At Morningstar we often implore investors to tune out from the short-term market noise when making decisions, and few sectors have been noisier this year than oil.
So far we’ve seen a chunky dividend cut from Shell, the oil price (briefly) turn negative, massive job cuts from BP and serious disagreements among Opec+ members.
The backdrop of a global pandemic, crushed oil demand, and the increasing clamour for climate change action are direct threat to the business models of oil giants. No wonder many investors are feeling spooked.
Do Oil Prices Matter?
Investors tend to focus on the price of oil as a barometer for the global economy, which this year is in a very weak state. They also focus on crude prices because they indicate what profit oil companies can make in the good times.
In simple terms, low oil prices mean low profits for the oil majors, which means depressed share prices and lower dividend payments for shareholders. Announcing job cuts recently, BP chief executive Bernard Looney said in a message to staff: “The oil price has plunged well below the level we need to turn a profit. We are spending much, much more than we make - I am talking millions of dollars, every day."

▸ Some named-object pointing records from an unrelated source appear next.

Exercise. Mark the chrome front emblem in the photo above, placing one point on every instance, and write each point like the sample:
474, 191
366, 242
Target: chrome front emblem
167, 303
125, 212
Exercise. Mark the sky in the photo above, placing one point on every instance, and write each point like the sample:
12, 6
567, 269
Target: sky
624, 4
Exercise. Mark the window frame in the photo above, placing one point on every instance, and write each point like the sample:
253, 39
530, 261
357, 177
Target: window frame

Oil prices briefly went negative this year, at least futures contracts did, but have since recovered to around $40 as more economies begin to tentatively re-open and demand for energy increases.
With the path of the economic recovery from the pandemic hard to call, “short term oil price forecasts are impossible”, says Tom Nelson, head of Ninety One’s natural resources team.
Active Funds Beat the Index
When the oil price plunged in April, interest in oil ETFs spiked as some investors reasoned that a crash in prices was an attractive entry point. But, Morningstar ETF analyst Kenneth Lamont, sounds a note of caution to any opportunistic investors: there are various technical reasons why ETF prices don’t track the crude price so closely and why exchange traded commodities (ETCs) need to be treated with care.
In a tough year for equities and commodities, it’s not surprising to see active energy funds posting negative returns in the year to date. But a number of these funds - which invest in the shares of oil companies rather than simply tracking the price of the commodity itself - have managed to outperform the Morningstar Global Energy Index ($), which is down 31.38% in the year to date. The best performing, with a -5.33% return this year, is the Ninety One Enhanced Natural Resources fund.
Picking the companies that can weather the storm is key and Morningstar analyst Allen Good rates French oil major Total (TTA) because its production costs are much lower than its rivals, so can bear the current low oil price environment better. Shell (RDSB) is still rated as a five-star stock by Morningstar analysts, with a fair value of £29, which is significantly higher than the current share price around £13. Despite its dividend cut, the stock retains its narrow economic moat and has an uncertainty rating of medium.
Path of Recovery
While the return to some sort of economic normality will undoubtedly be good for oil demand this year, Ninety One's Nelson expects sustained low oil prices to trigger a brutal shakeout of the sector. "Some companies will evolve, improve and prosper and some won’t make it”., he warns, adding that the US oil sector could be more vulnerable than in Europe, for example, where companies have embraced the transition to a low-carbon future more keenly.
“The best companies will prevail and generate attractive shareholder returns but it will be pretty Darwinian for those who are stuck with old world business models and weak balance sheets," he says.
Could the worst be over for the better capitalised oil firms? Stuart Clark, portfolio manager of WealthSelect at Old Mutual Wealth, argues that the worst-case scenario has already happened this year. And, while many Big Oil firms are making big strides in addressing climate change and the energy transition, the world is still a long way from being able to use 100% renewable energy. He adds: "The writing is on the wall for Big Oil but it’s always going to be part of the energy supply."